Nebula incident

Post Dial Delay on calling

Minor Resolved View vendor source →

Nebula experienced a minor incident on March 11, 2025 affecting Core Network, lasting 1d 1h. The incident has been resolved; the full update timeline is below.

Started
Mar 11, 2025, 09:32 AM UTC
Resolved
Mar 12, 2025, 11:30 AM UTC
Duration
1d 1h
Detected by Pingoru
Mar 11, 2025, 09:32 AM UTC

Affected components

Core Network

Update timeline

  1. investigating Mar 11, 2025, 09:32 AM UTC

    Our engineers are investigating reports of delay and silence on calls, affecting a subset of customers. Further updates will be provided within the next 20 minutes.

  2. investigating Mar 11, 2025, 09:42 AM UTC

    We are continuing to investigate the issue, but note this is also extended to the ability to answer some calls.

  3. identified Mar 11, 2025, 09:47 AM UTC

    Our engineers have identified the issue and are working towards a fix ASAP. Next update within the next 20 mins.

  4. identified Mar 11, 2025, 10:12 AM UTC

    We are continuing to work on a fix and will provide a further update ASAP.

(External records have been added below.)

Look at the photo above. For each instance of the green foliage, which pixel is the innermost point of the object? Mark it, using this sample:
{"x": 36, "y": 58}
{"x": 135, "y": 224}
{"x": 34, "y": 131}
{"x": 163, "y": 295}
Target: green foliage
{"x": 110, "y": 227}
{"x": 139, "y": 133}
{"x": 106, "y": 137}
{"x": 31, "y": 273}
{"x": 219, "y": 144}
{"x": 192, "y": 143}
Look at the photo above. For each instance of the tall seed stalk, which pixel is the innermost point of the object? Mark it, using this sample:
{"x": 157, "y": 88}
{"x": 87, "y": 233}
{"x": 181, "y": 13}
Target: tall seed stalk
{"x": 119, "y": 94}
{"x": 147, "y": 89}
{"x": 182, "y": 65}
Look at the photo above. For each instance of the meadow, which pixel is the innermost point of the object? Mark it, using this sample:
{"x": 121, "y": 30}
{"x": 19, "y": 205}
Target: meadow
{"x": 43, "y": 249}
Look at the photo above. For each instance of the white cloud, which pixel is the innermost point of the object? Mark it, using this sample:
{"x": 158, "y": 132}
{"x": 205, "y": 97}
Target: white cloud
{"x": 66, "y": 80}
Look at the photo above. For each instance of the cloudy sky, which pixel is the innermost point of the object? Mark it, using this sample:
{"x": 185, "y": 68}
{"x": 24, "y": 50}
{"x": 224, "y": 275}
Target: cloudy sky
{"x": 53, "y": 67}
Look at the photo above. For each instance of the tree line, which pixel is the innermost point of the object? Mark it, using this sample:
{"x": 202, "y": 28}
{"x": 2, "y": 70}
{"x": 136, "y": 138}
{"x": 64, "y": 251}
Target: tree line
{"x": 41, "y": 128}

  5. identified Mar 11, 2025, 10:37 AM UTC

    Work is ongoing and a further update will be provided within the next 30 mins.

  6. monitoring Mar 11, 2025, 10:50 AM UTC

    Traffic has been returning to normal levels in most areas of our network. We'll continue to monitor and provide further updates within one hour.

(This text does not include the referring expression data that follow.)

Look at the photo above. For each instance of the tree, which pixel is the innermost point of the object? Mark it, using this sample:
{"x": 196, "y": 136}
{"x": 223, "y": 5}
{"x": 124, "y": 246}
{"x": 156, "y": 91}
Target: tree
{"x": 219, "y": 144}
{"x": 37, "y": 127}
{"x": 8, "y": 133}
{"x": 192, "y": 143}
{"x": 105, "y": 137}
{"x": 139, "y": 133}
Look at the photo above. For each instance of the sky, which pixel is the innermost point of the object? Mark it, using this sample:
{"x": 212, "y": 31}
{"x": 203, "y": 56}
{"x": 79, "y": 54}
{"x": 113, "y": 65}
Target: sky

  7. monitoring Mar 11, 2025, 11:52 AM UTC

    Our NOC will continue to monitor the incident over the next 24 hours, before marking as resolved.

  8. monitoring Mar 12, 2025, 11:04 AM UTC

    After a period of successful monitoring we are marking this incident as resolved. A Post Mortem will be published within 24 hours.

  9. resolved Mar 12, 2025, 11:30 AM UTC

    This incident has been resolved.

  10. postmortem Mar 13, 2025, 09:36 AM UTC

    At 09:10am UTC, our monitoring systems detected a sudden and substantial increase in SIP traffic directed towards our platform. Analysis revealed that the surge originated from an unprecedented volume of SIP requests, generated by malfunctioning equipment in a specific area of our infrastructure designed for large-scale deployments. The excessive packet rate created a cascading effect; the initial overload caused delays in call processing, in turn triggering further retries from the affected endpoints, exacerbating the problem. This flood of traffic pushed our servers to full capacity within minutes, and the Nebula platform immediately re-routed traffic to unaffected servers allowing around 70% of our services to operate unaffected. While the platform has resilient fault-tolerance processes, the remaining servers \(and consequentially any end users connecting to those servers at random\) were unfortunately disrupted while we worked to address the underlying cause. This resulted in performance degradation including increased call latency, dropped calls, and potential service unavailability for users connecting to the affected infrastructure. We took immediate corrective measures, which involved identifying, isolating and then blocking traffic from the affected zones. Service was restored for the users connected to the affected servers as fast as we reasonably could without running the risk of further disruption. A subsequent 24 hour monitoring period ensured no recurrence, allowing us to investigate and confirm the nature of the fault. In the wake of the incident, we have significantly improved our monitoring systems to isolate and address similar symptoms before they cause any disruption, and as an additional precaution have now implemented several methods to identify the characteristic and frequency of those types of packets and isolate that traffic from the voice element of our infrastructure. The implemented corrective and preventative measures will significantly reduce the risk of similar incidents in the future. We are committed to providing reliable and high-quality voice to our partners and customers, and will continue to review and improve our platform's resilience and performance.